Hertha BSC nach 0:1 gegen Magdeburg: Krise vertieft sich – Kader "nicht gut genug"
Marie SchulzHertha BSC nach 0:1 gegen Magdeburg: Krise vertieft sich – Kader "nicht gut genug"
Hertha BSCs Saison nimmt nach 0:1 gegen den 1. FC Magdeburg die nächste enttäuschende Wende
Die Niederlage gegen Magdeburg hat die Hoffnungen auf einen direkten Wiederaufstieg zunichtegemacht und den Verein vor harte Entscheidungen gestellt. Spieler und Verantwortliche üben offen Kritik an der Qualität und Leistung der Mannschaft.
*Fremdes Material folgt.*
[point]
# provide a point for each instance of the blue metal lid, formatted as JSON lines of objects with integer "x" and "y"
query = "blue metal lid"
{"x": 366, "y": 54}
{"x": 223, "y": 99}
Die Schwächen des Teams wurden im Spiel gegen Magdeburg schonungslos offenbart: Es mangelte an Durchschlagskraft, was sich am Ende rächte. Topscorer Fabian Reese wurde von Trainer Stefan Leitl früh ausgewechselt – mit der Begründung, es habe an Intensität gefehlt. Reese räumte später ein, dass die Mannschaft keine verlässlichen Torjäger habe, eine Einschätzung, die auch Sportdirektor Luca Schuler teilte. Er bezeichnete den Kader schlicht als „nicht gut genug“ und ohne die nötige Klasse.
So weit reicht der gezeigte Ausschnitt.